A limitation of this study was that working alliance was measured only from the practitioner’s point of view. Working alliance from clients’ point of view was found to be an even stronger predictor of outcome (
62,
63). However, Martin and colleagues (
30) found that practitioner ratings were only slightly less reliable than client ratings, and Ruchlewska and colleagues (
64) found that practitioner-rated working alliance was a better predictor of completion of a crisis plan than was the client-rated alliance. It has been suggested that the different views may reflect different but related concepts of the working relationship, because client and practitioner ratings are often associated with different variables (
65,
66).
Furthermore, the WAI and other frequently used measures of the working alliance were developed from the context of psychotherapy and may lack aspects of the working alliance that are specific to psychiatric rehabilitation settings. Examples of such aspects are the sometimes involuntary nature of the relationship, because clients in long-term care are often not able to freely choose their mental health practitioners, as well as the dual role of practitioners, who need to facilitate their clients’ autonomy but are also responsible for their health and safety (
67). Therefore, it would be useful to develop measures that specifically capture the working alliance in rehabilitation settings. A final limitation was the fact that participants were included only if they had a desire for change. Therefore, results may not apply to less motivated individuals.

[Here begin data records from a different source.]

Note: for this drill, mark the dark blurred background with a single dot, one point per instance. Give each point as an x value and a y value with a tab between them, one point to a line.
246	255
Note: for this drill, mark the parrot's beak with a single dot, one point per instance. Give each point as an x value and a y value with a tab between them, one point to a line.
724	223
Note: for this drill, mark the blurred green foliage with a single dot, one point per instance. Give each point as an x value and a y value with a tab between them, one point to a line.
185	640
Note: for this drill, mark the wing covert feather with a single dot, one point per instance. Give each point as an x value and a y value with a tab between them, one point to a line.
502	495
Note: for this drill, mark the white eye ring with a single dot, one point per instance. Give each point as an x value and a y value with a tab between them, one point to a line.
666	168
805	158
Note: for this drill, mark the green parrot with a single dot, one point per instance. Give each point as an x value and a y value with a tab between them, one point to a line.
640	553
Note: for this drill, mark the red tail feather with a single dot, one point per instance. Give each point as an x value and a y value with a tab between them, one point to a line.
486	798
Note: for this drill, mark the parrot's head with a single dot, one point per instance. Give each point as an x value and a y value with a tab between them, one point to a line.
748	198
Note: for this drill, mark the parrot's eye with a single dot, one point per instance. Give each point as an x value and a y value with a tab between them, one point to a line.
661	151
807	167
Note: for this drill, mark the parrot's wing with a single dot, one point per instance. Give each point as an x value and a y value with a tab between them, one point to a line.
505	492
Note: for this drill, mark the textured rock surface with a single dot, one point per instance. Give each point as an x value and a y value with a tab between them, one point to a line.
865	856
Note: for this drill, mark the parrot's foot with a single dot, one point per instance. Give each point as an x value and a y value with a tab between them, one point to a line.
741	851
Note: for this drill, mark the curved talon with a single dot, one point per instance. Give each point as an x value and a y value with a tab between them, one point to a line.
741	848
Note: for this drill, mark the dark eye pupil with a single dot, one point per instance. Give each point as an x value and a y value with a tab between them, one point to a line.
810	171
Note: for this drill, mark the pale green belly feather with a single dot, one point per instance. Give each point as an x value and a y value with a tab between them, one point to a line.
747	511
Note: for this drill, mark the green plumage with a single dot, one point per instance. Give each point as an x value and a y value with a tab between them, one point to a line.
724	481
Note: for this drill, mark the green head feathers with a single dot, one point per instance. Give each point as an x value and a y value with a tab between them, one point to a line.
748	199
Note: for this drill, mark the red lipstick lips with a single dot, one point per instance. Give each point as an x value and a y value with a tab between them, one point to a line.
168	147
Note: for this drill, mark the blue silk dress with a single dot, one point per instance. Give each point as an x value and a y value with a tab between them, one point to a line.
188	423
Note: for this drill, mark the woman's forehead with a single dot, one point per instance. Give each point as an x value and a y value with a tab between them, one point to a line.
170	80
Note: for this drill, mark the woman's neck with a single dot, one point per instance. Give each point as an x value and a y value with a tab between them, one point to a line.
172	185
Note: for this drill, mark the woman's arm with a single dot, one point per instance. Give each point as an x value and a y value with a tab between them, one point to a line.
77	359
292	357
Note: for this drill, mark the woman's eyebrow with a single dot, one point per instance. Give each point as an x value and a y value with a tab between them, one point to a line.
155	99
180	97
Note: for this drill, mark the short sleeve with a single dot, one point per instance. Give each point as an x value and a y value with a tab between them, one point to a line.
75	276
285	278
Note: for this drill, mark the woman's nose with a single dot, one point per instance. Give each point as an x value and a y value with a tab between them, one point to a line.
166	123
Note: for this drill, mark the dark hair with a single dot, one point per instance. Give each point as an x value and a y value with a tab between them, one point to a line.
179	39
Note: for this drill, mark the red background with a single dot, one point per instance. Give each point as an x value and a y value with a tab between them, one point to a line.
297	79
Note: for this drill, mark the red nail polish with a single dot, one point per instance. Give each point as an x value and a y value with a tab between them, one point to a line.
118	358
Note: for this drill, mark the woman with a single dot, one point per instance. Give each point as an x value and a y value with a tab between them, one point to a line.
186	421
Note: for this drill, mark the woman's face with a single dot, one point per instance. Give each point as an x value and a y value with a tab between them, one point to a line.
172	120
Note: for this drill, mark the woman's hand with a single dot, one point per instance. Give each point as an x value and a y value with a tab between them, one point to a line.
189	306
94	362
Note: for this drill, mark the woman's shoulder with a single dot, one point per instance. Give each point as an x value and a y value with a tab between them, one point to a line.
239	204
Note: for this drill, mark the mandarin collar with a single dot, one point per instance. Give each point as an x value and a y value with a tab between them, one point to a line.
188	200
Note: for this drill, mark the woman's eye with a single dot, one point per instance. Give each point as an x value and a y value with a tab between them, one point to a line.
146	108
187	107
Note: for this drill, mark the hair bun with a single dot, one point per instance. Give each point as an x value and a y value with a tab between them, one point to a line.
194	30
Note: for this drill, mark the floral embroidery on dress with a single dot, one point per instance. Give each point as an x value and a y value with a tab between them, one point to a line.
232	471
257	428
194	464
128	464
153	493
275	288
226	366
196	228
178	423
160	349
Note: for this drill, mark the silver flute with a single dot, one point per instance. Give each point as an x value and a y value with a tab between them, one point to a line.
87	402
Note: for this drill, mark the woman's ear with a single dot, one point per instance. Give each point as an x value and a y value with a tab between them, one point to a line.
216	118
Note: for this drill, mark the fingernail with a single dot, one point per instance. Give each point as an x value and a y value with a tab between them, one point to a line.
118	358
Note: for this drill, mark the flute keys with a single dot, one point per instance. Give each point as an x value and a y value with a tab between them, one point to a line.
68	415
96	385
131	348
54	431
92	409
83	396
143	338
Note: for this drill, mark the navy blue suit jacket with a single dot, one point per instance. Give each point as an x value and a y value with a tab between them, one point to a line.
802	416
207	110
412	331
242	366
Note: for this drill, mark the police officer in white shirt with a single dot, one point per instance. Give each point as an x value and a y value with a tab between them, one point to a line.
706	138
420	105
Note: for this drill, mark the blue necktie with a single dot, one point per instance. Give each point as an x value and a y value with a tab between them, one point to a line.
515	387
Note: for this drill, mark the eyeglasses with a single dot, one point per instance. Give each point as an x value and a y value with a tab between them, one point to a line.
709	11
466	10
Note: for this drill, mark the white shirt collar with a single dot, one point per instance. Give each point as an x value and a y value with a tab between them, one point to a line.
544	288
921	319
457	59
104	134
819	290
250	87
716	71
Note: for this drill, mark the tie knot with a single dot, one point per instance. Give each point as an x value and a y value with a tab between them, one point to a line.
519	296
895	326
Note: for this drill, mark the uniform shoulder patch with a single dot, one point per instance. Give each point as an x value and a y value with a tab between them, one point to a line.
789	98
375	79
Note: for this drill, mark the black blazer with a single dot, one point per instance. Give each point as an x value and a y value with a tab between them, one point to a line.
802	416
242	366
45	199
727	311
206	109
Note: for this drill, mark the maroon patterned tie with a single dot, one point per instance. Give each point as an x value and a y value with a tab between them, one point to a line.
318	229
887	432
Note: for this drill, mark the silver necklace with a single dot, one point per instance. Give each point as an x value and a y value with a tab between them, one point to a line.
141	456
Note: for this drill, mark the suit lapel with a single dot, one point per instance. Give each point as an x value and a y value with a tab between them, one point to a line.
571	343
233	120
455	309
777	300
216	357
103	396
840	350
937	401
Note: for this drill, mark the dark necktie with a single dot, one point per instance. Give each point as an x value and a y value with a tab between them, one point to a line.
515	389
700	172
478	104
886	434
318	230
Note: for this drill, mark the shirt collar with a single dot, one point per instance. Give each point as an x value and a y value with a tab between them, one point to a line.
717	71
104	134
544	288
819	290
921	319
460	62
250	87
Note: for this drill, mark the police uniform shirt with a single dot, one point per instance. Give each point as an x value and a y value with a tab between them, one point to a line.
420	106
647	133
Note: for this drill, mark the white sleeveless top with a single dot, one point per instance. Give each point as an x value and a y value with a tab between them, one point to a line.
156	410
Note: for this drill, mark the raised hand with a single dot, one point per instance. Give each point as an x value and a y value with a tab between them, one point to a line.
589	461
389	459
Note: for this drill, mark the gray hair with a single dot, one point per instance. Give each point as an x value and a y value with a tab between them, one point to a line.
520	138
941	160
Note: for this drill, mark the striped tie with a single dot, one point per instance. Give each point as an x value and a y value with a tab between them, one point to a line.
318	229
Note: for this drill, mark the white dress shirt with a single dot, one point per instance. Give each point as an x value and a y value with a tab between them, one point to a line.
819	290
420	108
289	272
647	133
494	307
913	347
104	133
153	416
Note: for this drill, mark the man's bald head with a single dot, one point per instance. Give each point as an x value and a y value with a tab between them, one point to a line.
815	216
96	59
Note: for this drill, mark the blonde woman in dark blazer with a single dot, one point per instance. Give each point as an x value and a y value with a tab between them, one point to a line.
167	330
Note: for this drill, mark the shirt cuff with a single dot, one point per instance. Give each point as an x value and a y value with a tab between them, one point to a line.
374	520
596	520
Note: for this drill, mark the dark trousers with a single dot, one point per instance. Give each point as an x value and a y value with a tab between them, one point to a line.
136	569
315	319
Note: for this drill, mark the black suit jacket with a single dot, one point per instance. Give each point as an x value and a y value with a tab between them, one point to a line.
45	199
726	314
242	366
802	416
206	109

Agreeing on goals is specific but not exclusive to a BPR-based approach. Our findings suggest that agreement on goals is an important facilitator of goal attainment for rehabilitation practitioners, independent of their background and rehabilitative approach. Nevertheless, the effect of rehabilitation type indicates that methodology-specific aspects also influence the effectiveness of a structured rehabilitation approach such as BPR. This is also supported by the fact that the model explained only 15% of the variance in goal attainment. The rest of the variance could be explained by methodology-specific or other general factors not investigated in this study. Future research directed at uncovering these factors could help further elucidate the mechanisms responsible for goal attainment among individuals with serious mental illness.
Conclusions
It is often stressed that a positive working alliance forms the basis for a fruitful therapeutic process. This study showed that this is true but only to the extent that practitioner and client agree on rehabilitation goals. Just forming a bond or agreeing on the tasks required to achieve the goals did not predict goal attainment. These findings imply that rehabilitation practitioners could improve outcome by discussing clients’ wishes and goals and by setting a goal that is mutually agreed on. This focus will improve rehabilitation as well as the subjective quality of life of those involved. These results are not limited to a specific rehabilitation approach but rather reflect general predictive mechanisms of rehabilitation goal attainment and quality of life, which makes them applicable to rehabilitation practitioners from various backgrounds and perhaps even to other mental health care providers.